The concerns about the rising cost of basic food staples, like eggs, have been countered by activists, claiming that consumers are willing to pay higher prices for allegedly more humanely produced food. We will soon know if those claims are accurate.
The law has, to date, been unsuccessfully challenged in court by “[a]ttorneys general of six states – Missouri, Nebraska, Iowa, Kentucky, Oklahoma and Alabama –[who] sued to challenge the constitutionality of a California law requiring that all eggs sold in California be raised under standards laid out for California egg producers in a 2008 state ballot measure,” as reported by Frank Morris of Harvest Public Media.
United Egg Producers (“UEP”), a “cooperative of egg farmers from all across the United States and representing the ownership of approximately 95% of all the nation’s egg-laying hens” reports that California is the fifth largest egg producing state in the U.S, providing the following ranking of number of layers represented in thousands:”
1. Iowa – 58,100
2. Ohio – 29,733
3. Indiana – 26,629
4. Pennsylvania – 24,089
5. California – 15,234
6. Texas – 14,760
7. Michigan – 12,688
8. Minnesota – 10,583
9. Georgia – 9,550
10. Nebraska – 9,342
UEP has a long-standing animal welfare certification program, having formed a scientific committee in 1999 to review existing standards, and recommend standards of care for UEP members.
“UEP launched the UEP Certified program in April 2002. Today, more than 80% of all eggs produced in the United States are produced under the UEP Certified guidelines. Any egg farmer desiring to be recognized and market eggs as UEP Certified must implement the scientific guidelines on 100% of their flocks. An auditing program was established to assure each farmer’s compliance with the guidelines.”

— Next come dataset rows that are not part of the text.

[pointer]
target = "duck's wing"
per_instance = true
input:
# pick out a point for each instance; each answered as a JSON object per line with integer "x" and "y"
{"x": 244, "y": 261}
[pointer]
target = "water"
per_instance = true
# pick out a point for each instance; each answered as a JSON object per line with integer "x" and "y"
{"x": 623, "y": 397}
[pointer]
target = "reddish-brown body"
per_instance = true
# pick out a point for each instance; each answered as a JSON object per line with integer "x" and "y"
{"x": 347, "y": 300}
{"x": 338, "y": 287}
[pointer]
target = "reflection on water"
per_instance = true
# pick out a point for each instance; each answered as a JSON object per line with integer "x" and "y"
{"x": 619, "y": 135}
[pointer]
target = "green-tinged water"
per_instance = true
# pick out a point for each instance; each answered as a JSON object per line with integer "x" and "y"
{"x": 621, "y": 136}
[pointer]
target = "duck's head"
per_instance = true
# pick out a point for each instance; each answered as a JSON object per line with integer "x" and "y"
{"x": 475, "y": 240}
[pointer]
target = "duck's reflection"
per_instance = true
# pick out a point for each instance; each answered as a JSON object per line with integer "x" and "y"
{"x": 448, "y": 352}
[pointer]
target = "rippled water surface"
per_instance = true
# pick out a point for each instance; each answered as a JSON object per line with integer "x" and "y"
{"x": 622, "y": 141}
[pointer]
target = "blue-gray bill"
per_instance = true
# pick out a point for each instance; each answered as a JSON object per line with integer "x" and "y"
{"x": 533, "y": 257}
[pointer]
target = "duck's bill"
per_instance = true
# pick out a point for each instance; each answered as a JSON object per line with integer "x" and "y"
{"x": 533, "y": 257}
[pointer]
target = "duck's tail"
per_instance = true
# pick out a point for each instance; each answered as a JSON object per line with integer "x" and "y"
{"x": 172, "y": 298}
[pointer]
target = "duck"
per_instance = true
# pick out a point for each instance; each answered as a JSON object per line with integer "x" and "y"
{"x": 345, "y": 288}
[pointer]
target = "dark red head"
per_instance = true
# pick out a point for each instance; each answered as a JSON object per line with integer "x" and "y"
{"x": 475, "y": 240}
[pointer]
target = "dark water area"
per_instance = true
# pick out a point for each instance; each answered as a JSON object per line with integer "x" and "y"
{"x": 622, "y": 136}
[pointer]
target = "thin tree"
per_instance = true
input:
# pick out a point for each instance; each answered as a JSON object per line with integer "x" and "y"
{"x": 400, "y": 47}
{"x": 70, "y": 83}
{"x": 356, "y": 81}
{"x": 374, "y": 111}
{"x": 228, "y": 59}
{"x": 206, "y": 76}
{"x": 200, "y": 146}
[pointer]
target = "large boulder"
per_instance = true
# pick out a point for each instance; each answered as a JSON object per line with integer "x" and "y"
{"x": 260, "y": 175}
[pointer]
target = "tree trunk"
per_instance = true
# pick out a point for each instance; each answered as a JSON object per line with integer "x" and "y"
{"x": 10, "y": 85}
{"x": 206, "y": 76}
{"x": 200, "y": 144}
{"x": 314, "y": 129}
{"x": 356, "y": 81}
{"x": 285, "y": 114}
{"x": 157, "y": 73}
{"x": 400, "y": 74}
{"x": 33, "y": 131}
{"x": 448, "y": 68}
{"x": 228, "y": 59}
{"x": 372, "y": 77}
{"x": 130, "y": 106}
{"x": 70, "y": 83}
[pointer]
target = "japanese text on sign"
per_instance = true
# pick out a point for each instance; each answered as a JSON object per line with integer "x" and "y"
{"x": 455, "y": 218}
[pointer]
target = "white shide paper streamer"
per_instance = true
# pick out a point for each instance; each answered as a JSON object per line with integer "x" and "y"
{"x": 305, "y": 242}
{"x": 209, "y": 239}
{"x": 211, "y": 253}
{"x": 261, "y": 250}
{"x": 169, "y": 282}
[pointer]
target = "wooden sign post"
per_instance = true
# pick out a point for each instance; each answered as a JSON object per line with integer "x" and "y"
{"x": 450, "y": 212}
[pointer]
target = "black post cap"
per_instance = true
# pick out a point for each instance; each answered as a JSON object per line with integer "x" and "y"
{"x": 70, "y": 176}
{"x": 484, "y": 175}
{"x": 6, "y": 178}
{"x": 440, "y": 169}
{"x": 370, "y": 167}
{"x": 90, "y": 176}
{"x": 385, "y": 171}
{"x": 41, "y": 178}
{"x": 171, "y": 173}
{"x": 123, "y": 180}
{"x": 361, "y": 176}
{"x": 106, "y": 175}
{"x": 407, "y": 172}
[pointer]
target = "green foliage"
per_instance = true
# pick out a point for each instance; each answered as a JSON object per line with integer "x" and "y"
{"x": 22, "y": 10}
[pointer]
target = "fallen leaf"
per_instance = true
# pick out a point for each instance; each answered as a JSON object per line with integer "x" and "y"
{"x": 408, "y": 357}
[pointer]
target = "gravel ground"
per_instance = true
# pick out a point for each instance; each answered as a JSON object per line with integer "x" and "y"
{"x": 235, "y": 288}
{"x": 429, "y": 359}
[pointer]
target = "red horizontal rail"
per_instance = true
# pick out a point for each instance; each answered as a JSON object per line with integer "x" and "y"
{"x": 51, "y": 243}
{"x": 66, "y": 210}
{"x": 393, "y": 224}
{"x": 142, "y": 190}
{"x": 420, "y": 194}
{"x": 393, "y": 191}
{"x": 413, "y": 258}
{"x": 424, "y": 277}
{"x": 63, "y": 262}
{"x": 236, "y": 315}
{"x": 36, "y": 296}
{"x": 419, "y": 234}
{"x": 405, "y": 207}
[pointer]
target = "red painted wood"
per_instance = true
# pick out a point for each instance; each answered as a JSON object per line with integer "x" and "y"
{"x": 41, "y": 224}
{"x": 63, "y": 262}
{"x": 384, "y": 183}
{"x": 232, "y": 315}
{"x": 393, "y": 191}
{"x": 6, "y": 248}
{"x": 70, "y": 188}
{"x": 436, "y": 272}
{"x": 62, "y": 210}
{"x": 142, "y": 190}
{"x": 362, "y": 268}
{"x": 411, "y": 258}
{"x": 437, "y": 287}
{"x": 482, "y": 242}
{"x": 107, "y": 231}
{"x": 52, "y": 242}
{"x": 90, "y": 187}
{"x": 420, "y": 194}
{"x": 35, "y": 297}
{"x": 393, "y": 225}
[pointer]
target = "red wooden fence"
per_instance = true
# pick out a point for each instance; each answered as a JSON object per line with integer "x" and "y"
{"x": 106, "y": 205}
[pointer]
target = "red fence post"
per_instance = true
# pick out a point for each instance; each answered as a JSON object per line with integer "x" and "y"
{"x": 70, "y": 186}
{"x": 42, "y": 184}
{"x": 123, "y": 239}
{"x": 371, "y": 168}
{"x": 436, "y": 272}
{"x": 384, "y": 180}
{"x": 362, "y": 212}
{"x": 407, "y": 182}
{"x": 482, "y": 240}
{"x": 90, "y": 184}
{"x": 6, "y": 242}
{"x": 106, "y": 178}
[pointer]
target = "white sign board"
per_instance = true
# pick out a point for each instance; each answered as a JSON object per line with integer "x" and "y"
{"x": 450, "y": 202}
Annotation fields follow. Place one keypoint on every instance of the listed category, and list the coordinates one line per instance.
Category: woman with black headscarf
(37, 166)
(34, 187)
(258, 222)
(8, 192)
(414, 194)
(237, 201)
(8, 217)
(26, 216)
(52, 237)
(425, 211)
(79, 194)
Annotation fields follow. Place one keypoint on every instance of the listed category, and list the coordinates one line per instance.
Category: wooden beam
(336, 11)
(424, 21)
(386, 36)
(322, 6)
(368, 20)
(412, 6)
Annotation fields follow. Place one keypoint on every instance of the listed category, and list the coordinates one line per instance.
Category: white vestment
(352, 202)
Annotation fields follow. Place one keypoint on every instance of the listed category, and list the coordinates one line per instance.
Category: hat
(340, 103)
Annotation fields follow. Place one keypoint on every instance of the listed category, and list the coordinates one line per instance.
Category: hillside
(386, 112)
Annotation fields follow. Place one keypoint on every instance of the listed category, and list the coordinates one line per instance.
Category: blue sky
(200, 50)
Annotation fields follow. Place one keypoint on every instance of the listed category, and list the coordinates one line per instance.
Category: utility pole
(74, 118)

Activists, not satisfied with these guidelines, have promoted cage-free environments for egg-laying hens. Proposition 2, the California ballot initiative that passed in 2008, “called for ‘calves raised for veal, egg-laying hens, and pregnant pigs [to] be confined only in ways that allow these animals to lie down, stand up, fully extend their limbs and turn around freely.’” See more at: http://civileats.com/2014/09/03/what-a-difference-a-cage-makes-the-battle-over-humane-egg-production-in-california-heats-up/#sthash.vW3A6hpH.dpuf
Currently, California’s egg producers have interpreted the law to allow them to continue housing hens in cages, but providing more room than before.
The law requires all eggs sold in California to be produced by farmers using the same standards as those required within the state. The requirement for out-of-state producers to comply with these California standards formed the basis for the previously mentioned lawsuits.
Undoubtedly, there will be much more analysis about the impact of this law on animal health, the egg-laying industry, and consumer purchasing practices.